Generating and Saving the Predictions for a Classification or Regression Predictive Model

Context

You want to generate and save the predictions for a predictive model of type classification or regression.

Procedure

  1. Open the relevant predictive model.
  2. Click Apply Predictive Model .

    The Apply Predictive Model window opens.

  3. In the Apply To Population section, select the application you want to apply your predictive model on. Don't forget that this dataset must be prepared beforehand, it cannot be created at this step.
  4. In the Generated Dataset section, you select the additional columns you want to have in your generated dataset:
    • Replicated Column: select which columns from the training data source that should replicated in the generated dataset.
      Restriction

      If your application dataset contains more columns than your training dataset, the additional columns will be ignrored by the application process.

    • Statistics & Predictions: This is information about your predictive model that you want to have in the generated dataset.
      Information Description Comments
      Apply Date It's the start date of the predictive model application. The type of the column is TIMESTAMP.
      Train Date It's the start date of the predictive model training. The type of the column is TIMESTAMP.
    • Statistics: select the statistics regarding the influencers you want to save in your dataset:

      Statistic

      Description

      Assigned Bin

      When selected, individuals in the application population are assigned to referring quantiles defined on the validation population.

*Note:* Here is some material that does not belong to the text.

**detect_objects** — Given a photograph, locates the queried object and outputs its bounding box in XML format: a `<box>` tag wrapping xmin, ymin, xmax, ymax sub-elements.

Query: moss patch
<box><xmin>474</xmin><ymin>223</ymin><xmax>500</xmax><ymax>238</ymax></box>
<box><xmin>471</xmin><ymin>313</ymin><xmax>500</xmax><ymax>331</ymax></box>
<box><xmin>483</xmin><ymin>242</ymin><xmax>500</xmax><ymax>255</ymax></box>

      Assigned bins explained: The validation population during training is spread out in quantiles (bins), each defined by a range of scores, to serve as references (assigned bins) to an application population. When a predictive model is applied, each individual in the application population is allocated to an assigned bin based on its predicted score. As each assigned bin represents 10% of the training population, if the population structure is unchanged, this % value should remain stable on the application population. If this is not the case, it doesn’t mean that the predictive model is no longer accurate, rather that the structure of the population has changed. For example there are more or less potential churners now, than in the past. The accuracy of the predictions should be monitored to back up the decisions.
      Note
      The number of bin is set to 10 and isn't customizable.

      See the section How does Smart Predict Create Assigned Bins? for information on using assigned bins.

      Outlier Indicator

      For each row in the application dataset, the Outlier Indicator is 1 if the row is an outlier with respect to the target, otherwise 0.

      An observation is considered an outlier when the prediction error is greater than 3 times the average prediction error found on similar observations.

    • Predictions: select the predictions to include in the output table:

      Prediction

      Description

      Predicted Category

      Classification predictive models (nominal target with 2 values only)

      For each row in the application dataset, the Predicted Category is the target category determined by the predictive model.

      The percentage of predicted target categories found in the application dataset corresponds to the Contacted Population percentage that is set by default when entering the Confusion Matrix.

      Any change done by the user in the Confusion Matrix does not affect the Predicted Category in the generated dataset.

      An alternate way could be to generate the Prediction Probability (instead of the Predicted Category) and set a decision threshold (see How is a Decision Made For a Classification Result?) on the value of the probability based on the business requirements.

      Prediction Probability

      Classification predictive models (nominal target with 2 values only)

      For each row in the application dataset, the Prediction Probability is the probability that the Predicted Category is the target value.

      Predicted Value

      Regression predictive models (continuous target)

      For each row in the application dataset, the Predicted Value is the value predicted for the target.

      Prediction Explanations

      Classification and regression predictive models

      For each row of the application dataset, the Prediction Explanations is a set of explanations for the prediction.

      Note
      If you do not select any statistics or predictions, only the target and the key influencer(s) are included.
    • Output as: Give a name to your generated dataset.
  5. Click Apply.
    The status of your predictive model is updated to <Applied>. You can find your generated dataset with the forecasts by viewing the Recent Files (from the side navigation, choose Start of the navigation path (Datasets) Next navigation step Recent FilesEnd of the navigation path) or by going to the Files page (from the side navigation, choose Files), where you can search for the file. You can then access to your results directly by opening the generated dataset or depending on your business needs, consume the output dataset in a BI story.